The coronavirus hasn’t only created challenges for Honor and its agencies — it’s also presented certain opportunities. One silver lining the company has seen across its network is a doubling of applications for caregiver jobs, for instance.
“I think it’s very tied to the unemployment rate, which has gone up, particularly in California, quite a bit,” Sommers said. “It’s a combination of people who were in other sectors or maybe had previously spent some time in caregiving and then moved to another sector, like education or child care. So far, we haven’t had issues staffing shifts.”
For the week ending May 9, U.S. workers filed nearly 3 million new unemployment claims, the Department of Labor (DOL) reported Thursday.

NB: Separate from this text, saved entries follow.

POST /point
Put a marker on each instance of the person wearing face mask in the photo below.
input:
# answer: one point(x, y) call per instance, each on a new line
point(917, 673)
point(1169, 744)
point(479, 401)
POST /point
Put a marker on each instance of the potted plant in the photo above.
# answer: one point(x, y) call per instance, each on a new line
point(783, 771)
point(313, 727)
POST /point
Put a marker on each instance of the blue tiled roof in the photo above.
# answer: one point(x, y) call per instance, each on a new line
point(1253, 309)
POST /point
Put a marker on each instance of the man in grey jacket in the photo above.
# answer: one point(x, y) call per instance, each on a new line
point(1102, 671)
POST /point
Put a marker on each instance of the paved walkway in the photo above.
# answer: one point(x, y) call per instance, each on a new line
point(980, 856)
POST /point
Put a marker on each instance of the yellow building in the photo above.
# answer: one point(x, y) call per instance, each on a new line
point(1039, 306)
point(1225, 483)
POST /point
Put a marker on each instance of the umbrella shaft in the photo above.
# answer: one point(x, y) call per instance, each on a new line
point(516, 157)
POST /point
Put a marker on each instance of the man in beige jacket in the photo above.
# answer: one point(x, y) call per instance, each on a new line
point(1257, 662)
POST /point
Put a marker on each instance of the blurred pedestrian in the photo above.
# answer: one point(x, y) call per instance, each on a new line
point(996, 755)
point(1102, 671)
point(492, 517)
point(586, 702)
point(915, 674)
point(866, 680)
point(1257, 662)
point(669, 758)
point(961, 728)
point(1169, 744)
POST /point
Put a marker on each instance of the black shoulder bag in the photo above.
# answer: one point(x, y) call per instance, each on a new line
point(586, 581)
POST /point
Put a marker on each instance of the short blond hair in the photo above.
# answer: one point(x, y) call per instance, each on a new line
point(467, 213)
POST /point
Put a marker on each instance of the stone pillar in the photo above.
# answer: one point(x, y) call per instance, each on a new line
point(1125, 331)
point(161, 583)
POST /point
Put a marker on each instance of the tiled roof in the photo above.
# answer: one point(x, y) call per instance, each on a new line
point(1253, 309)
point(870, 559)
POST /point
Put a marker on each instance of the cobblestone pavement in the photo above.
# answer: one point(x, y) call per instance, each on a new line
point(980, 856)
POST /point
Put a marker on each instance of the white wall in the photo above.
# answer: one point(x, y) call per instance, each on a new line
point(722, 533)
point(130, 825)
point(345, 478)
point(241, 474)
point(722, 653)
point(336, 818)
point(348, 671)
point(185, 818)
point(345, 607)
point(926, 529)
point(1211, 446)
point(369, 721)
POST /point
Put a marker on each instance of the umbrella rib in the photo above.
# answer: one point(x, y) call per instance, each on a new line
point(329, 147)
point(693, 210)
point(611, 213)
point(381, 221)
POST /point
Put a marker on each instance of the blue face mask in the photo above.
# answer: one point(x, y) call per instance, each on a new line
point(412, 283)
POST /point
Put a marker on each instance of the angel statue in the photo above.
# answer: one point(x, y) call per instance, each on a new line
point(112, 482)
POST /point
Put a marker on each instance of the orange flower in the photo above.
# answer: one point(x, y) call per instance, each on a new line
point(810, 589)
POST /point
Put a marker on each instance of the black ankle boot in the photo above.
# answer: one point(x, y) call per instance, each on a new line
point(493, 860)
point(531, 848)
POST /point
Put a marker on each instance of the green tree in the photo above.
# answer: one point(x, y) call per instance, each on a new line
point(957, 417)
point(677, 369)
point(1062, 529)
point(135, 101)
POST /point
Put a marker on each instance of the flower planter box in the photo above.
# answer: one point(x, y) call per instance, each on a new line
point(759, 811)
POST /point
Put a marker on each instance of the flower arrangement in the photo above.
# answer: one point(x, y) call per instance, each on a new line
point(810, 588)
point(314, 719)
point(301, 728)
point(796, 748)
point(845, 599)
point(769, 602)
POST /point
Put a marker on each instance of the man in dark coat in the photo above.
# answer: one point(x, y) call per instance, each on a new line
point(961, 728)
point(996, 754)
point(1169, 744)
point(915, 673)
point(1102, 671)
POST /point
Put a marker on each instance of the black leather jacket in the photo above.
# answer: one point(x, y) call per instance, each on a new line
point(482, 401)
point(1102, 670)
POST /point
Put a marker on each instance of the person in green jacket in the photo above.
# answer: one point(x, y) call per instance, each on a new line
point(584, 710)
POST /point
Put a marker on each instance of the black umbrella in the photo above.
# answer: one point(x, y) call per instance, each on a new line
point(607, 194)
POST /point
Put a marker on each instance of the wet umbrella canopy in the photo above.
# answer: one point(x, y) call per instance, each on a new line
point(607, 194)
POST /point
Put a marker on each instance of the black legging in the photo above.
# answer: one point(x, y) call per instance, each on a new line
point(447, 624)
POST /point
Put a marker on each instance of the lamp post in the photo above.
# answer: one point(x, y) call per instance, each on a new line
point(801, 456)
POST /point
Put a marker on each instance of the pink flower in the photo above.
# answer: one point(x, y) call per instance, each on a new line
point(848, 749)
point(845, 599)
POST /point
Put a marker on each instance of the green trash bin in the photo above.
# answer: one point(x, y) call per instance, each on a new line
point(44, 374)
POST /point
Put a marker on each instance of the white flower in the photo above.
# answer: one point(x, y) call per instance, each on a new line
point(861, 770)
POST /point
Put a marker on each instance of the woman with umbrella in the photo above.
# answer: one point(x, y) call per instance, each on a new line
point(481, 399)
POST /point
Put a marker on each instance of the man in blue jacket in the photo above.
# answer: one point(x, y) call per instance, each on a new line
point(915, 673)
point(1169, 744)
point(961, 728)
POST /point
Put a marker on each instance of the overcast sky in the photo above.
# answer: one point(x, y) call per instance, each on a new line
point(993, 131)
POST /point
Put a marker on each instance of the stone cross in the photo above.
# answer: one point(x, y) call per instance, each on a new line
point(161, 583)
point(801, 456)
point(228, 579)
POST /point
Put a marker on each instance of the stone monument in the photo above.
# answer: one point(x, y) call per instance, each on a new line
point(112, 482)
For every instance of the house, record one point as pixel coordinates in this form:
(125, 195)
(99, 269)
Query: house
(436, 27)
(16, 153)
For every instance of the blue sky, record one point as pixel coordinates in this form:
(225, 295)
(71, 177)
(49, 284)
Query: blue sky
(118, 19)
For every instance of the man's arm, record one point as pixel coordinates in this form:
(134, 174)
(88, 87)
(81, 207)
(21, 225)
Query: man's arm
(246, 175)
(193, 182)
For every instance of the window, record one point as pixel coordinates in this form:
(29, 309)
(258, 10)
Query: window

That wave of new unemployment claims comes as the country gradually begins to reopen for business.
Over the past two months, the number of unemployment claims has surpassed 36 million, contributing to an employment landscape that is the worst since the Great Depression several decades ago.
In terms of short-term impact from the coronavirus, Honor agencies are relatively split in their views, according to Sommers. Some believe the negative impact will be short-lived, while others predict a prompt return to business as usual.
“But what’s interesting is nearly all of them said that, longer term, they thought demand will go up,” she said.